Schauen wir also auf unser Land. Was passiert nun im Saarland unter der Logik der Schuldenbremse? Der Staat zieht sich aus zentralen Bereichen zurück, diese Meldung gab es bereits in den letzten Wochen. Wir sprechen von der zeitlichen Schließung von Polizeidienststellen gerade im nördlichen Saarland, private Sicherheitsdienste sollen dort übernehmen.

(Zuruf: Was? - Abg. Schmitt (CDU) : Was ist das für ein Quatsch? - Sprechen und Unruhe.)

Ich merke schon, ich habe Sie verwirrt.

(Sprechen und Unruhe bei der CDU.)

Wir sprechen davon, dass im Nordsaarland Polizeidienststellen über Nacht geschlossen und dann von privaten Sicherheitsdiensten bewacht werden. Ich spreche nicht davon, dass private Sicherheitsdienste die Polizeiaufgaben übernehmen. Ich hoffe, das ist damit geklärt. Es ändert aber nichts daran, dass wieder schlechtere Beschäftigungsverhältnisse über Subunternehmer geschaffen werden, im Vergleich zu den Beamten, die dort normalerweise sitzen.

Die Krankenhausfinanzierung ist ein wichtiges Thema, darüber werden wir hier noch öfters sprechen, das Thema ist noch nicht abgeschlossen.

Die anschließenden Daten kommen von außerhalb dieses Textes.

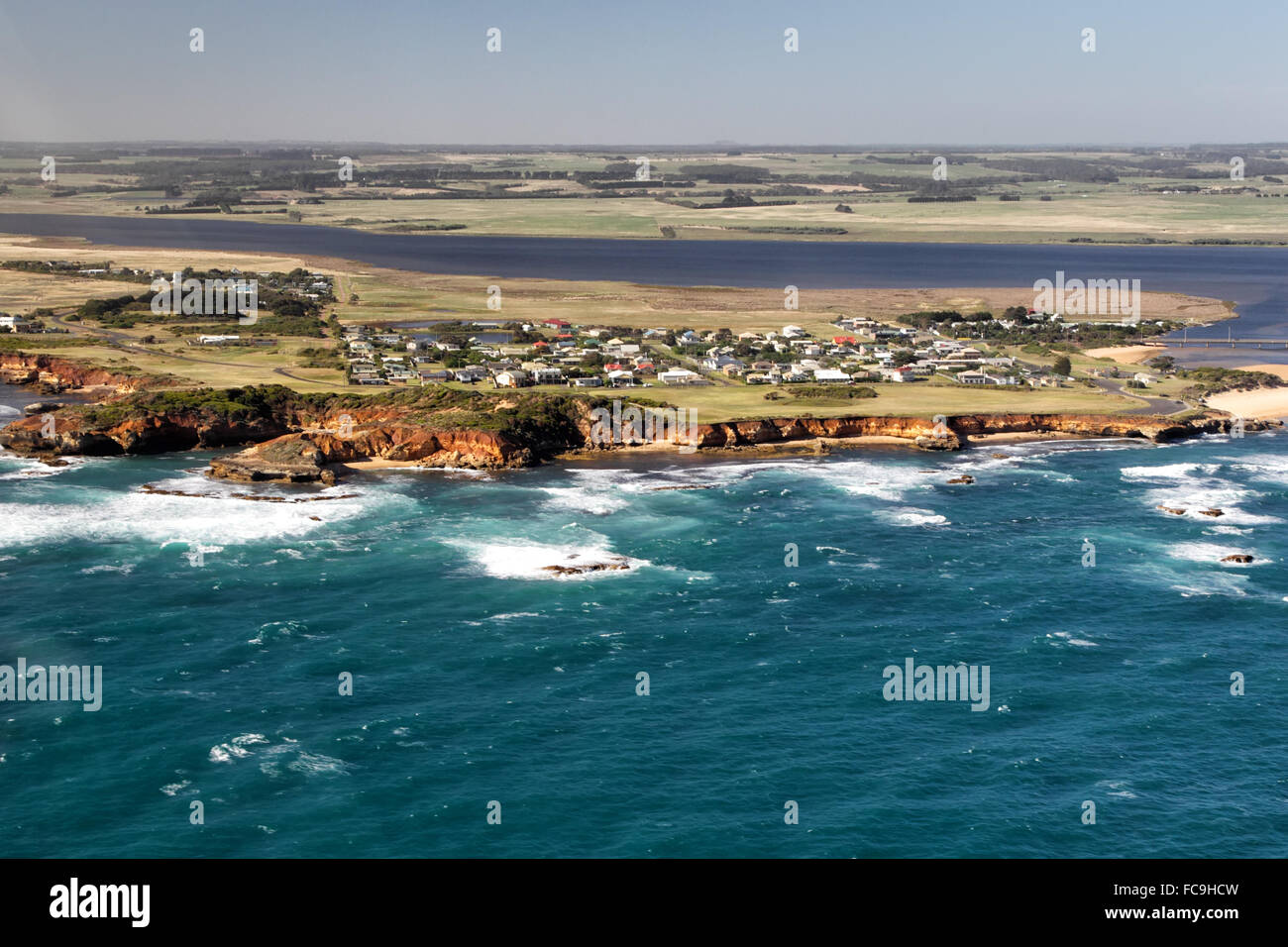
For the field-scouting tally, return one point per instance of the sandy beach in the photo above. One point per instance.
(1128, 355)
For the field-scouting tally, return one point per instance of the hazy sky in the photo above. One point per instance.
(661, 72)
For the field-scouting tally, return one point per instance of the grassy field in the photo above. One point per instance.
(1128, 209)
(1103, 213)
(390, 296)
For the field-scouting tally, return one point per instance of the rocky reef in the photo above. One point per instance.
(300, 438)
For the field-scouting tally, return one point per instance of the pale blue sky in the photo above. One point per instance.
(658, 72)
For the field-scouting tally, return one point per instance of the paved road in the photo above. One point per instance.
(1151, 406)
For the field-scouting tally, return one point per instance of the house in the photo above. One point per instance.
(16, 324)
(548, 375)
(678, 376)
(905, 372)
(514, 377)
(831, 375)
(980, 377)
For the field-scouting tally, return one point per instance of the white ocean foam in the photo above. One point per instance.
(1067, 638)
(585, 500)
(1265, 468)
(124, 570)
(14, 468)
(159, 519)
(1168, 472)
(1210, 553)
(529, 560)
(911, 515)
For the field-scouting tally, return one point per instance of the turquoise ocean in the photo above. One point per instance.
(223, 626)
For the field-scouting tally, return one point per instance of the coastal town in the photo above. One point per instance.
(559, 354)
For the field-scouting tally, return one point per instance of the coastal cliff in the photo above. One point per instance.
(51, 373)
(297, 438)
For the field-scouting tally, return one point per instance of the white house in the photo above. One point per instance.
(677, 376)
(831, 375)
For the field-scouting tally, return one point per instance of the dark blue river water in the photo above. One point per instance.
(1253, 277)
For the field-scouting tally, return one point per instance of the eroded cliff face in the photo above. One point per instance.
(296, 438)
(305, 457)
(923, 433)
(73, 433)
(58, 373)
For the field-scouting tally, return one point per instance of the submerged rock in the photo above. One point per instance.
(292, 459)
(588, 567)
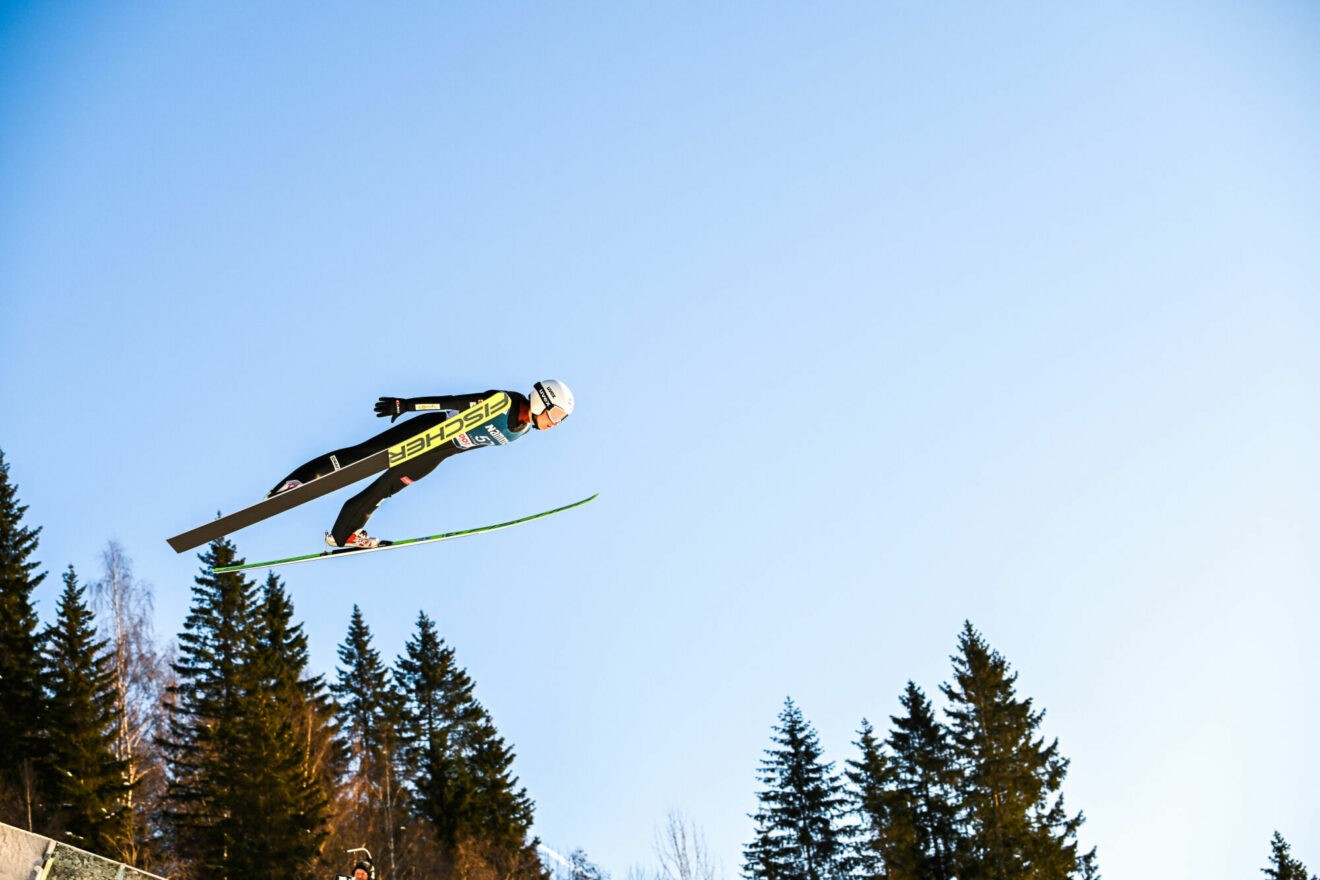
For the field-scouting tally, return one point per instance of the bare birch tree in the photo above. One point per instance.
(124, 608)
(681, 850)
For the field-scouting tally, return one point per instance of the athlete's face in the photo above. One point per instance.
(549, 418)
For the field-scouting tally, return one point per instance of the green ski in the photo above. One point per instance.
(407, 542)
(430, 438)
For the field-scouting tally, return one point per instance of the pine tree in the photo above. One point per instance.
(438, 709)
(209, 769)
(244, 798)
(799, 831)
(1282, 864)
(1010, 800)
(370, 711)
(20, 660)
(288, 726)
(83, 776)
(871, 779)
(925, 783)
(123, 607)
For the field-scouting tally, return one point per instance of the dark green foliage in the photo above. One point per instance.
(871, 777)
(1282, 864)
(370, 713)
(924, 785)
(903, 796)
(454, 760)
(207, 767)
(83, 779)
(1009, 800)
(243, 798)
(799, 831)
(20, 660)
(287, 726)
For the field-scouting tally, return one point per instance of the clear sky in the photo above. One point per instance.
(881, 317)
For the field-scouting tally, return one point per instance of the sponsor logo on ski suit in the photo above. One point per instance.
(469, 421)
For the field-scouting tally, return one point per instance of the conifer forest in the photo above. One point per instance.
(219, 752)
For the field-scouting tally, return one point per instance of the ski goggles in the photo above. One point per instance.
(553, 412)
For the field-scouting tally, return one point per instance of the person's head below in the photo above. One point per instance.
(551, 403)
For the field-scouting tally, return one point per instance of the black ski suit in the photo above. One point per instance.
(359, 508)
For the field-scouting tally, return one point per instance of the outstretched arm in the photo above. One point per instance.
(396, 407)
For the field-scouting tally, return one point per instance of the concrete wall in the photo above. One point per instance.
(31, 856)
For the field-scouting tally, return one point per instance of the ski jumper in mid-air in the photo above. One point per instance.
(549, 403)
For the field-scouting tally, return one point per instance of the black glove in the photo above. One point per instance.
(392, 407)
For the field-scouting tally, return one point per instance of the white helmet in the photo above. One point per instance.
(552, 397)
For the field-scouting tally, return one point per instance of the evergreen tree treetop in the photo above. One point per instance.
(1010, 779)
(20, 655)
(85, 777)
(1282, 864)
(799, 834)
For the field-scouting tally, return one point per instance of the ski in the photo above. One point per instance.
(421, 442)
(407, 542)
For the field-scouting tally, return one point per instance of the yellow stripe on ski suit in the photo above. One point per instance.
(449, 429)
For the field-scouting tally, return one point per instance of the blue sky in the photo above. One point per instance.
(879, 317)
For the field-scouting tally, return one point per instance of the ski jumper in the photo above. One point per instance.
(500, 430)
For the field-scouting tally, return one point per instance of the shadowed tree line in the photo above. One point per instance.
(226, 756)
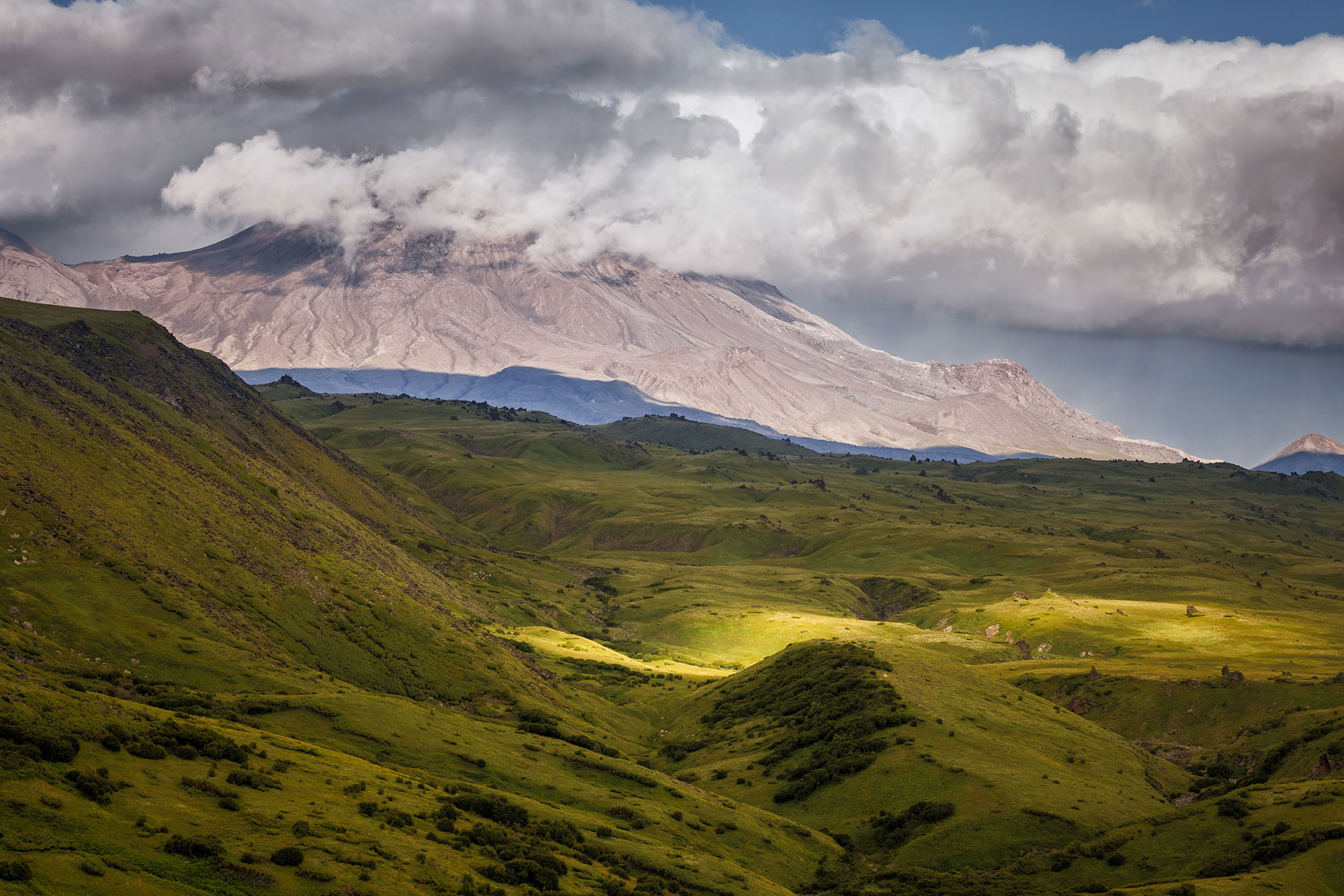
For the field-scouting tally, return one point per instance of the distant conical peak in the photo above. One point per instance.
(1312, 443)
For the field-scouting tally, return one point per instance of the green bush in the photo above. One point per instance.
(146, 750)
(95, 787)
(196, 847)
(288, 856)
(255, 780)
(17, 871)
(892, 831)
(493, 808)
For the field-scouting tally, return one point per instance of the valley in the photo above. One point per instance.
(446, 647)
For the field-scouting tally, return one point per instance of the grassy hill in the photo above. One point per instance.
(678, 432)
(446, 648)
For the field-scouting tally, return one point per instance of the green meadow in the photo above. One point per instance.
(275, 641)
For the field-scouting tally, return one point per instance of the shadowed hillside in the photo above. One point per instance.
(384, 645)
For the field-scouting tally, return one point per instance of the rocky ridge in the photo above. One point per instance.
(442, 316)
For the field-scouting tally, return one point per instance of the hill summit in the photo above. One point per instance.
(1312, 452)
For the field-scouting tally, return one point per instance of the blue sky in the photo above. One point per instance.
(786, 28)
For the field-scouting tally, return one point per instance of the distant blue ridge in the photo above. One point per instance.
(587, 402)
(1306, 463)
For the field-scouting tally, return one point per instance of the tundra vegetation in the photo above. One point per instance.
(276, 641)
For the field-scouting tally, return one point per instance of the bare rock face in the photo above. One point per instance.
(290, 300)
(32, 276)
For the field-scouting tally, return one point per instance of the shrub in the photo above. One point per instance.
(196, 847)
(288, 856)
(146, 750)
(255, 780)
(893, 831)
(95, 787)
(493, 808)
(15, 871)
(486, 835)
(398, 819)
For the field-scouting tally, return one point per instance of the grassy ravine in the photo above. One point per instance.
(446, 648)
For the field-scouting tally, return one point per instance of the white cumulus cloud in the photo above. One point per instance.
(1189, 187)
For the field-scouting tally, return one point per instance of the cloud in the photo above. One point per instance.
(1163, 187)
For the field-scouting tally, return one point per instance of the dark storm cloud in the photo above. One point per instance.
(1179, 189)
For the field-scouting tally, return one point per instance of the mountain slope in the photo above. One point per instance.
(436, 318)
(228, 649)
(1312, 452)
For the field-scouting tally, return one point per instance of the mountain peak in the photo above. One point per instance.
(1312, 452)
(1314, 443)
(443, 318)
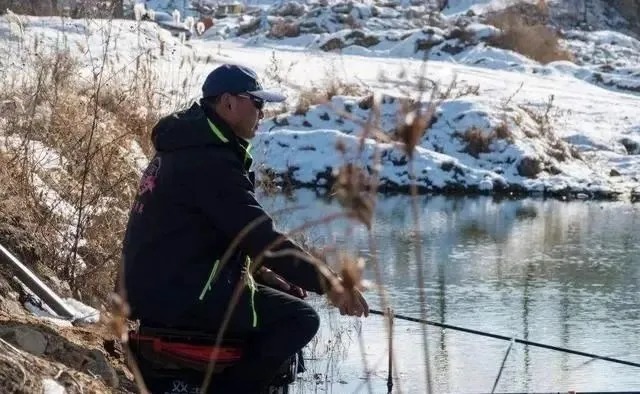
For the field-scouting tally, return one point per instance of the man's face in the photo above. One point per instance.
(247, 113)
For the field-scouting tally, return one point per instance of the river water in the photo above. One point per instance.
(561, 273)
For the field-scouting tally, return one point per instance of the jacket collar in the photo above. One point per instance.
(223, 132)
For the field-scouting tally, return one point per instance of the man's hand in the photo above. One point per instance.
(271, 279)
(350, 302)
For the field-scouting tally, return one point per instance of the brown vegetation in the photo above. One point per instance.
(525, 30)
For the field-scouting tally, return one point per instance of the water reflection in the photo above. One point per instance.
(561, 273)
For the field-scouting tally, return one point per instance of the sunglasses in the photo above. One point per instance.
(257, 102)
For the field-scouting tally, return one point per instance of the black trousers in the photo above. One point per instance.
(285, 324)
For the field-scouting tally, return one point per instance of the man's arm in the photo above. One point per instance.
(224, 194)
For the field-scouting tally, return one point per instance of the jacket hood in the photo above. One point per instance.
(188, 128)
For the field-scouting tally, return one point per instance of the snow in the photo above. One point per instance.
(50, 386)
(81, 313)
(587, 141)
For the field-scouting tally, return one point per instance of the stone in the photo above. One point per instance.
(25, 338)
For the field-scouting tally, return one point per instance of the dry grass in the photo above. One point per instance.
(73, 208)
(524, 30)
(333, 87)
(284, 28)
(479, 141)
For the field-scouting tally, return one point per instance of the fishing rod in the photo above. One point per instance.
(504, 338)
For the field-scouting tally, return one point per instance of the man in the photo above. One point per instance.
(194, 199)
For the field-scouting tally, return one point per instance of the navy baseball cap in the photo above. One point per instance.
(233, 79)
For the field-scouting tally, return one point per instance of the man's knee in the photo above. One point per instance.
(308, 322)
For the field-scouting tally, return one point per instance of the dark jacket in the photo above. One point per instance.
(194, 198)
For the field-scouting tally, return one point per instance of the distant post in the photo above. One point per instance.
(118, 9)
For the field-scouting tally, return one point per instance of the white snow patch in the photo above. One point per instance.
(50, 386)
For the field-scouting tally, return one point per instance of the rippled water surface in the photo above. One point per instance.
(561, 273)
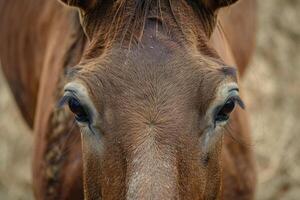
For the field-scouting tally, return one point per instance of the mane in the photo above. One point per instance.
(135, 19)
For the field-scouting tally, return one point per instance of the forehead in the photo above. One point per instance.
(153, 71)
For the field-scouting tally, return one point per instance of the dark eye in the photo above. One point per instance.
(225, 110)
(80, 113)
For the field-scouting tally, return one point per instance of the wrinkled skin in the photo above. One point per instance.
(150, 90)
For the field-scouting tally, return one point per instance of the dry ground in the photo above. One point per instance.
(273, 97)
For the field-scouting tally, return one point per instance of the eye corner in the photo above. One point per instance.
(222, 112)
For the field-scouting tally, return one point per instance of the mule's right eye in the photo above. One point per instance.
(81, 115)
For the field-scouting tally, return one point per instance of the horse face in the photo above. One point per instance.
(151, 114)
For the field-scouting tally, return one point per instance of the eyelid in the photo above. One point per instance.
(234, 97)
(66, 97)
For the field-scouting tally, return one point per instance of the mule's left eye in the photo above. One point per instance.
(224, 112)
(80, 113)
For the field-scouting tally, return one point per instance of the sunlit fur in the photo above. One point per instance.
(152, 71)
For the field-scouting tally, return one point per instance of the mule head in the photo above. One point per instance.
(152, 99)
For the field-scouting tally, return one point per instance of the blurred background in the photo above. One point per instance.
(272, 88)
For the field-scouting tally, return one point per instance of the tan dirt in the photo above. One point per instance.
(272, 87)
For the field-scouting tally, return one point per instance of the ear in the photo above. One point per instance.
(216, 4)
(82, 4)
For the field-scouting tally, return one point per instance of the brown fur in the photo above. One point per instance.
(152, 69)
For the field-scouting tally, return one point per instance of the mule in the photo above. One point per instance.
(152, 86)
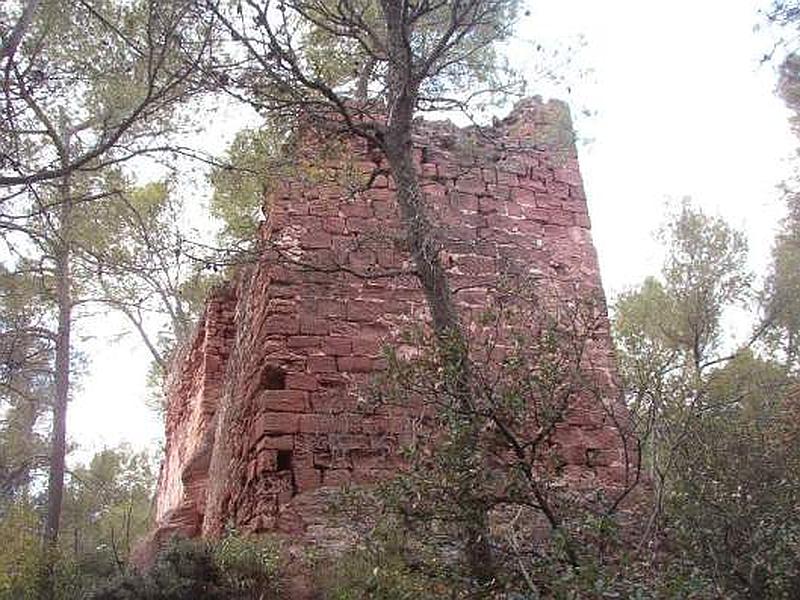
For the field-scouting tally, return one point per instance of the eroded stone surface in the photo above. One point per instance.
(264, 407)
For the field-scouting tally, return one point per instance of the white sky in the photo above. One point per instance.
(680, 107)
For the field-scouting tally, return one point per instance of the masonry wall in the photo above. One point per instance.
(264, 406)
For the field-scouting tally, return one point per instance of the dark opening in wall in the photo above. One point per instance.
(273, 378)
(284, 460)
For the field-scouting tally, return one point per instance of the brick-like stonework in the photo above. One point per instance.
(264, 403)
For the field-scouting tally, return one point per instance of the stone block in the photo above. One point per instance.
(291, 400)
(275, 422)
(355, 364)
(301, 381)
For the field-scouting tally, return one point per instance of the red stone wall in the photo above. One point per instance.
(264, 408)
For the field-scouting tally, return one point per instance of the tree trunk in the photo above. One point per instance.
(62, 368)
(58, 450)
(425, 250)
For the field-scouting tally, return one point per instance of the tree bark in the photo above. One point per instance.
(425, 249)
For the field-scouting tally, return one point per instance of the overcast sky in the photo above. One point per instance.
(679, 105)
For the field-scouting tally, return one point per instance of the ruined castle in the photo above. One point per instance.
(263, 402)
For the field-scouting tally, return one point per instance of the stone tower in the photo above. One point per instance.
(263, 402)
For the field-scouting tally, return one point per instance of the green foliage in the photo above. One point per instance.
(20, 559)
(254, 162)
(230, 569)
(719, 430)
(250, 566)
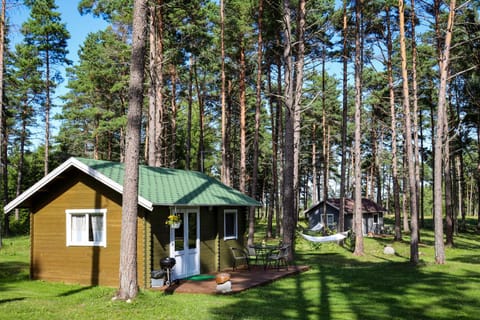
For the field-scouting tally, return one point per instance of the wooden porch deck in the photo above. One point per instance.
(242, 279)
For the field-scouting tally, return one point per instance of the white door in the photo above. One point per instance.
(185, 244)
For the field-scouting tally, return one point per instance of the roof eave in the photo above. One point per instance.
(71, 162)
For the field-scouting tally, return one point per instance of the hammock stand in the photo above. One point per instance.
(334, 237)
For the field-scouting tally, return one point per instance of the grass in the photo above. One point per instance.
(337, 286)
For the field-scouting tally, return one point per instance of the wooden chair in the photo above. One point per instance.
(239, 258)
(278, 258)
(251, 254)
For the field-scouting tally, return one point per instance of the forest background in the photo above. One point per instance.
(246, 91)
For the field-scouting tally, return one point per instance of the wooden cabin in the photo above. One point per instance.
(372, 215)
(75, 222)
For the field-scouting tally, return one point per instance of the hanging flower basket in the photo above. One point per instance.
(173, 221)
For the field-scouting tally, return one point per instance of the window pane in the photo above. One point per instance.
(96, 228)
(79, 225)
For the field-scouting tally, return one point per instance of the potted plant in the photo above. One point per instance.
(173, 221)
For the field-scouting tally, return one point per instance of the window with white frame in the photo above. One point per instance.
(86, 227)
(230, 224)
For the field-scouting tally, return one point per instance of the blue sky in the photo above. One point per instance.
(77, 25)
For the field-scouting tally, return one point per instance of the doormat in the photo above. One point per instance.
(201, 277)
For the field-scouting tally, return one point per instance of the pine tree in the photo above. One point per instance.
(45, 31)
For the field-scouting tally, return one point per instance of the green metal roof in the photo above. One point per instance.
(164, 186)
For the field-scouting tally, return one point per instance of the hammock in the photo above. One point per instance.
(317, 227)
(335, 237)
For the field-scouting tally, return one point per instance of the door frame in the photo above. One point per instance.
(183, 266)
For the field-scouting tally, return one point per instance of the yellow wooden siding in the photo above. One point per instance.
(53, 260)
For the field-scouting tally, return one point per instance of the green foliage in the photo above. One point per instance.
(20, 226)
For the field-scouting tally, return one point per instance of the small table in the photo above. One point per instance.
(263, 251)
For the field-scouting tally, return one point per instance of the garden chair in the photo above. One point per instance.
(278, 258)
(251, 254)
(239, 258)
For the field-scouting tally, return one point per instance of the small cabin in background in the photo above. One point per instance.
(372, 215)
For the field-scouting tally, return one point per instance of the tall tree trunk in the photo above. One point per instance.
(280, 146)
(3, 158)
(448, 172)
(341, 217)
(225, 167)
(393, 129)
(357, 210)
(298, 79)
(243, 118)
(47, 112)
(288, 172)
(324, 144)
(414, 257)
(444, 59)
(173, 120)
(293, 89)
(315, 198)
(256, 139)
(188, 152)
(201, 116)
(128, 241)
(152, 108)
(416, 152)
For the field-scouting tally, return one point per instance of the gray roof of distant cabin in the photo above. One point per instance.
(157, 186)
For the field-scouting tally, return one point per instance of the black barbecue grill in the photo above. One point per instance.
(167, 265)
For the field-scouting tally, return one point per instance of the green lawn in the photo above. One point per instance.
(337, 286)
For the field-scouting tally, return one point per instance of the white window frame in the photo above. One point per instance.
(69, 213)
(235, 226)
(330, 220)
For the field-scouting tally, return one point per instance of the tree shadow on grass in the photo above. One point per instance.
(340, 287)
(11, 271)
(11, 300)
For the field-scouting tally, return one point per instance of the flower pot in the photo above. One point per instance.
(175, 225)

Die Investitionen im Krankenhausbereich trägt seit der letzten Föderalismusreform das Land. Kein Geld oder weniger Geld in dieser Sparte bedeutet auch keine oder weniger Investitionen. Das ist sehr schwierig, wenn

(Abg. Hilberer (PIRATEN) )

wir davon ausgehen, dass das Krankenhaussystem im Land konsolidiert werden muss. Wir brauchen eigentlich einen Krankenhausplan, der uns zeigt, an welcher Stelle wir im Saarland welche Grundversorgung brauchen. Wie soll ein solcher Umbau ohne Investitionen gestemmt werden? Noch schlimmer ist der Rückzug des Landes aus der Krankenhausplanung, die Kassen sollen mit den Trägern die Planung machen. Das Land ist an der Stelle raus, wir geben das Heft aus der Hand! Ähnlich ist es, wenn gesagt wird, der Bund soll das Geld investieren. Dann hat der Bund natürlich die Hosen an und bestimmt, was eine sinnvolle Krankenhausversorgung für unser Land ist.

Wir sehen Blüten kreativer Haushaltsgestaltung, beispielsweise beim Neubau des HTW-Parkhauses. Es wird eine öffentlich-private Partnerschaft zur Errichtung dieses Parkhauses gegründet, die uns im Endeffekt mit höheren Zinslasten zurücklässt, als wenn wir es direkt aus dem Landeshaushalt finanziert hätten. Es sieht in den Büchern aber erst mal besser aus. Damit, meine Damen und Herren, ist im wahrsten Sinne des Wortes kein Staat zu machen.

(Vereinzelt Beifall bei den Oppositionsfraktionen.)

Dann haben wir das große Thema Personalabbau. Bis zum Jahr 2020 sollen 2.400 Stellen beziehungsweise 2.400 Vollzeitäquivalente gespart werden, was durchaus mehr ist als 2.400 Beschäftigte. Das ist ein sehr diffiziles Thema, denn es ist natürlich einer der großen Ausgabenblöcke in jedem Landeshaushalt, im Saarland ist es genauso. Es ist ein Thema, über das wir ehrlich und offen sprechen müssen.

Was vermisse ich an dieser Stelle? Ich vermisse dieses versprochene Heben von Effizienzreserven, das Versprechen, dass mit weniger Leuten das Gleiche oder mehr geleistet werden kann. Sie haben versprochen, eine öffentliche Aufgabenkritik vorzulegen, einen Bericht bis Ende 2013. Für uns als Parlament, als Haushaltsgesetzgeber, wäre es essenziell, diesen Bericht auch zu den Haushaltsberatungen zu haben.

Wir sehen in unserem Land ausbleibende Investitionen. Schauen wir uns die Universität des Saarlandes an. Ich möchte Ihnen die Lektüre der Studie „Die Universität des Saarlandes in sozio-ökonomischer Perspektive“ ans Herz legen. Die Uni ist nämlich ein Wirtschaftsmotor in unserem Land. Jede Investition in die Uni, jeder Euro, den wir dort investieren, mobilisiert 2 Euro Wirtschaftskraft in unserem Land.

(Beifall von den Oppositionsfraktionen.)

Das müssen Sie mit einer anderen Wirtschaftsförderung in dieser Form erst einmal schaffen. Wir haben das große Thema Schulbildung. Jedes Kind, das wir

nicht schaffen mitzunehmen, wird uns morgen als Erwachsener fehlen, gerade bei einer schrumpfenden Bevölkerung.